Picks and Pans Review: Talking With...
A LITERARY RESURRECTION
FOR YEARS AFTER ANDRE DUBUS LOST THE USE OF BOTH his legs in an accident, writing fiction—his lifelong calling—was beyond him. "I don't know what stopped me," says Dubus, 59, who took to writing essays about his newly circumscribed life instead. "Then I was working on a story, and I broke the man's legs—had a horse fall on him. The story started moving."
That piece, "The Colonel's Wife," became part of Dancing After Hours, Dubus's new collection—his first in nearly 10 years and the most acclaimed of his nine books. Though writing about a "cripple" (his word) led to his breakthrough, most of his characters are what he calls bipeds. "There are only two wheelchaired dudes in this book," he says. "And," he adds with a laugh, "I think one's going to get out."
That his sense of humor has survived the last decade is something of a miracle. On July 23,1986, as he was driving near his home in Haverhill, Mass., Dubus noticed "a car ahead of me, disabled. Strange word," he says. As he stood with the driver and a passenger after pulling over to help, he was hit by another car. The passenger was killed; Dubus's legs were shattered.
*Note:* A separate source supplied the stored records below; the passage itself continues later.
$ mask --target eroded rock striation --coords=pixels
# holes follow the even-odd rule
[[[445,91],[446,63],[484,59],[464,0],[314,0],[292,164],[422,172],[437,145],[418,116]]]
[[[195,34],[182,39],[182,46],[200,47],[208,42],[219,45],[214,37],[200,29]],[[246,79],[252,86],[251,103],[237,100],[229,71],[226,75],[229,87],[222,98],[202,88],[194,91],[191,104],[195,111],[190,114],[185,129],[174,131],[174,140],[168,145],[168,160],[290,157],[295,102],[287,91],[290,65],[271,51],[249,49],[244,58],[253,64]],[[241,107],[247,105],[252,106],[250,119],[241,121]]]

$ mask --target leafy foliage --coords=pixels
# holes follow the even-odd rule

His left leg was amputated above the knee, and Dubus spent three years in agonizing physical therapy—"harder than anything I did in the Marine Corps"—before accepting his wheelchair. His third marriage broke up; his wife and their two daughters, the youngest of his six children, live nearby. Friends, other family members and prayer got him through. And keep him going. "If I can get to mass in the morning, I usually got the gloominess knocked," says Dubus, who tends to his own needs, including driving—though he avoids a certain stretch of highway.
He has also found compensations in his loss. "Some of my characters now feel more grateful about simple things—breathing, buying groceries, sunlight," he says, "because I do."